Timely and accurate prediction of the quality of software modules in the early stages of the software development life cycle is very important in the field of software reliability engineering. With such predictions, a software quality assurance team can assign the limited quality improvement resources to the needed areas and prevent problems from occurring during system operation. Software metrics-based quality estimation models are tools that can achieve such predictions. They are generally of two types: a classification model that predicts the class membership of modules into two or more quality-based classes (Khoshgoftaar et al., 2005b), and a quantitative prediction model that estimates the number of faults (or some other quality factor) that are likely to occur in software modules (Ohlsson et al., 1998).
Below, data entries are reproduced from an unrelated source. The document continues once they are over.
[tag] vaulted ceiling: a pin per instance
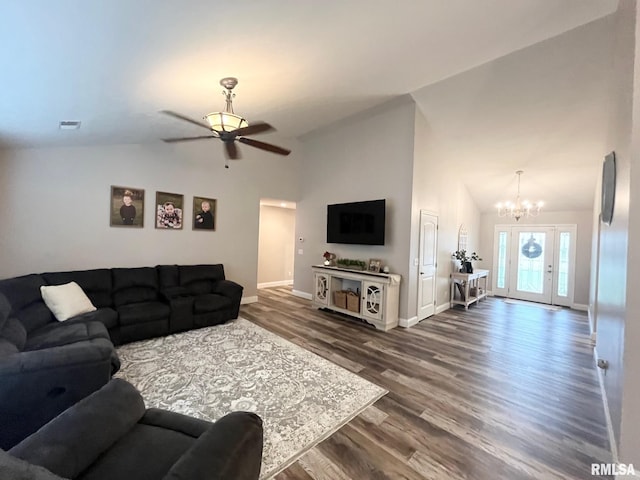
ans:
(301, 64)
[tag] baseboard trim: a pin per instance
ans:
(407, 322)
(280, 283)
(300, 294)
(605, 403)
(443, 308)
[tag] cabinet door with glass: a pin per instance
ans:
(321, 288)
(372, 300)
(535, 263)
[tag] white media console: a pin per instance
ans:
(379, 294)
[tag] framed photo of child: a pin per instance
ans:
(204, 213)
(127, 207)
(169, 210)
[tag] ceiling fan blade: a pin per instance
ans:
(186, 119)
(184, 139)
(256, 127)
(264, 146)
(232, 150)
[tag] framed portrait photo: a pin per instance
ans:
(375, 264)
(204, 213)
(169, 210)
(127, 207)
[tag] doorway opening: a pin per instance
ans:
(276, 243)
(535, 263)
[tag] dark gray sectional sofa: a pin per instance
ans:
(110, 435)
(46, 366)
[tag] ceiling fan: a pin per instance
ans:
(229, 127)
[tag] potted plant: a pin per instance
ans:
(351, 264)
(465, 260)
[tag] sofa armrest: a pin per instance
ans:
(230, 448)
(35, 386)
(73, 440)
(228, 289)
(92, 351)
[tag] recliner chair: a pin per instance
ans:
(110, 435)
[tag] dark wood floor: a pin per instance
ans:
(500, 391)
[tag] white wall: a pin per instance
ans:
(438, 188)
(630, 428)
(615, 293)
(55, 213)
(365, 157)
(584, 221)
(276, 245)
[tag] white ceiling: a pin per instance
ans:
(301, 64)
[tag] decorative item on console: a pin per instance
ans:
(351, 264)
(329, 259)
(465, 261)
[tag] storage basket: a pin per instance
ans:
(353, 301)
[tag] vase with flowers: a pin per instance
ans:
(465, 260)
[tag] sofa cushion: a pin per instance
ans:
(168, 276)
(147, 450)
(26, 301)
(5, 309)
(133, 285)
(210, 303)
(97, 284)
(57, 334)
(107, 316)
(73, 440)
(66, 301)
(14, 333)
(142, 312)
(15, 469)
(7, 348)
(200, 279)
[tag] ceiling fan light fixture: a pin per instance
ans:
(225, 121)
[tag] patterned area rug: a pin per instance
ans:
(301, 397)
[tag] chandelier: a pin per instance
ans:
(519, 209)
(226, 121)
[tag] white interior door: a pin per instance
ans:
(427, 265)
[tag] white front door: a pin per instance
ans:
(535, 263)
(532, 264)
(427, 265)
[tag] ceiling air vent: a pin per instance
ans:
(70, 125)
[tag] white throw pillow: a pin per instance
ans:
(66, 301)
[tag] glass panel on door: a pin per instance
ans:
(531, 270)
(563, 264)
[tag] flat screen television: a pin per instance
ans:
(357, 223)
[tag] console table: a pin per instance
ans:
(472, 287)
(379, 293)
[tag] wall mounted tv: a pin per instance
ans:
(358, 223)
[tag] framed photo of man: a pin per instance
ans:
(127, 207)
(204, 213)
(169, 207)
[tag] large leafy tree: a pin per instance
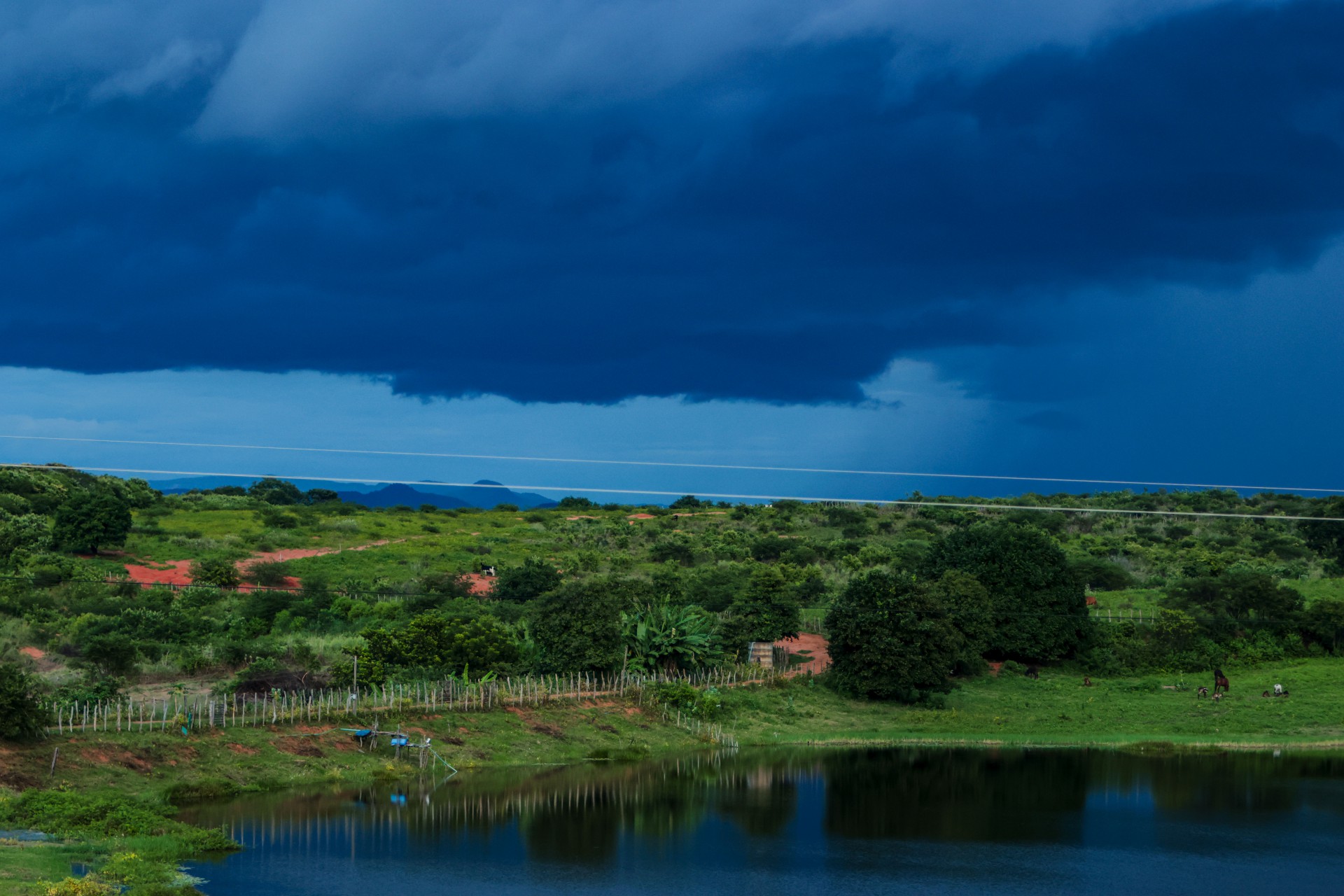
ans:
(578, 626)
(897, 638)
(1324, 536)
(527, 580)
(22, 715)
(92, 520)
(1041, 610)
(766, 610)
(438, 641)
(276, 492)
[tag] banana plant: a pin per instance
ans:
(668, 637)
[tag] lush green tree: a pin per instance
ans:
(666, 637)
(112, 654)
(714, 587)
(1327, 538)
(768, 610)
(972, 610)
(577, 626)
(216, 571)
(27, 532)
(1324, 624)
(892, 637)
(1102, 574)
(90, 520)
(276, 492)
(1041, 610)
(22, 713)
(1237, 601)
(527, 580)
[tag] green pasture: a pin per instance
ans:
(1058, 710)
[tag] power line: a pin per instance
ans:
(683, 465)
(707, 495)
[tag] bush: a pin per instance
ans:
(218, 573)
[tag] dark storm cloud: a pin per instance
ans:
(761, 210)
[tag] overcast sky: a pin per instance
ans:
(1072, 238)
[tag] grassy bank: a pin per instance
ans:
(1058, 710)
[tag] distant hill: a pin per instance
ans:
(375, 495)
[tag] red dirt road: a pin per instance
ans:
(179, 570)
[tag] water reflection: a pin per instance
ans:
(870, 820)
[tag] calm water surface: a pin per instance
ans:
(854, 822)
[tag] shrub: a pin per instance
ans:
(216, 571)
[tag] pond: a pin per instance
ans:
(853, 822)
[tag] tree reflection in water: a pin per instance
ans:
(710, 811)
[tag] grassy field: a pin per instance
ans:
(1058, 710)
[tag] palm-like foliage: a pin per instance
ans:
(667, 637)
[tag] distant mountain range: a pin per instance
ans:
(374, 495)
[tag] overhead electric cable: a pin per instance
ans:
(706, 495)
(686, 465)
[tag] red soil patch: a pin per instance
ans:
(298, 746)
(175, 574)
(818, 657)
(178, 571)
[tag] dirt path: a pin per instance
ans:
(813, 649)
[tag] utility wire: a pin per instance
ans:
(685, 465)
(707, 495)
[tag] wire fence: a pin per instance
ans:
(316, 706)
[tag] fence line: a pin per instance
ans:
(447, 695)
(1138, 617)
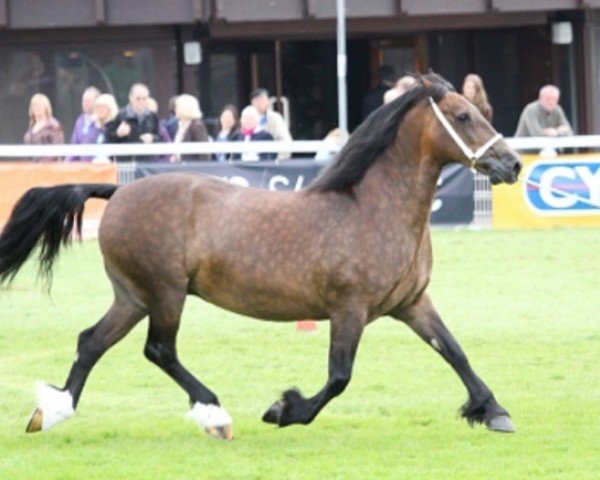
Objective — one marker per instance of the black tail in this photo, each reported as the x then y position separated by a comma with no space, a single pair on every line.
45,215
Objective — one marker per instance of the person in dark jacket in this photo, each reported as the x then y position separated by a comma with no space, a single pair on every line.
190,127
135,122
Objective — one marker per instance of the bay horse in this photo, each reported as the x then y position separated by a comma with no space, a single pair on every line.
352,247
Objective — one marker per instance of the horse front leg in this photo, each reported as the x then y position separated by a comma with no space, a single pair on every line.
56,405
346,330
161,350
481,407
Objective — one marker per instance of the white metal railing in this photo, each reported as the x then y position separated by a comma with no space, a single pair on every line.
482,194
187,148
296,146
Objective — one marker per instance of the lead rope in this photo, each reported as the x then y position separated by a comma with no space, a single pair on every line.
472,156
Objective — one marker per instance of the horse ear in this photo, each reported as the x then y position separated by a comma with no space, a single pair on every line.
422,80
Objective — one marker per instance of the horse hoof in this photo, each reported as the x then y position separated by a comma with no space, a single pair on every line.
501,423
35,422
273,414
214,419
54,406
224,432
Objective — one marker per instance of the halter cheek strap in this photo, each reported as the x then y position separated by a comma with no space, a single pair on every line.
470,154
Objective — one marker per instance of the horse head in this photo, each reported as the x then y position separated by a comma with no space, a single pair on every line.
458,132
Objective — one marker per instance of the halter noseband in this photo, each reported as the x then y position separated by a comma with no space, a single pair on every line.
472,156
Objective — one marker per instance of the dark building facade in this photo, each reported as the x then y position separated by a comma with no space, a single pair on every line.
220,50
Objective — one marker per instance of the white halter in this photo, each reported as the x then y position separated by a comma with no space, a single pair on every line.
473,156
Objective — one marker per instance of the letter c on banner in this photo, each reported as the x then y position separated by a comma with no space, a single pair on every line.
556,200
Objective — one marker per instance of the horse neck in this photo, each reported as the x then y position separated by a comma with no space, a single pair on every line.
404,180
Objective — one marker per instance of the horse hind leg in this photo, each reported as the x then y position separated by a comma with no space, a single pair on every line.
346,331
56,405
481,406
161,350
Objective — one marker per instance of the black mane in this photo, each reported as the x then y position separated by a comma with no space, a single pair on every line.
375,135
In recent years, a variety of techniques have been developed for software quality estimation (Briand et al., 2002; Khoshgoftaar et al., 2002; Ohlsson et al., 1998; Ping et al., 2002), most of which are suited for either prediction or classification, but not for both. For example, logistic regression (Khoshgoftaar & Allen, 1999) can only be used for classification, whereas multiple linear regression (Ohlsson et al., 1998) can only be used for prediction. Some software quality estimation techniques, such as case-based reasoning (Khoshgoftaar & Seliya, 2003), can be used to calibrate both prediction and classification models, however, they require distinct modeling approaches for both types of models. In contrast to such software quality estimation methods, count models such as the Poisson regression model (PRM) and the zero-inflated Poisson (ziP) regression model (Khoshgoftaar et al., 2001) can be applied to yield both with just one modeling approach. Moreover, count models are capable of providing the probability that a module has a given number of faults. Despite the attractiveness of calibrating software quality estimation models with count modeling techniques, we feel that their application in software reliability engineering has been very limited (Khoshgoftaar et al., 2001). This study can be used as a basis for assessing the usefulness of count models for predicting the number of faults and quality-based class of software modules.
Software Metrics and Software Quality Modeling
Software product and process metrics are essential in the software development process. With metrics, the software development team is able to evaluate, understand, monitor and control a software product or its development process from original specifications all the way up to implementation and customer usage.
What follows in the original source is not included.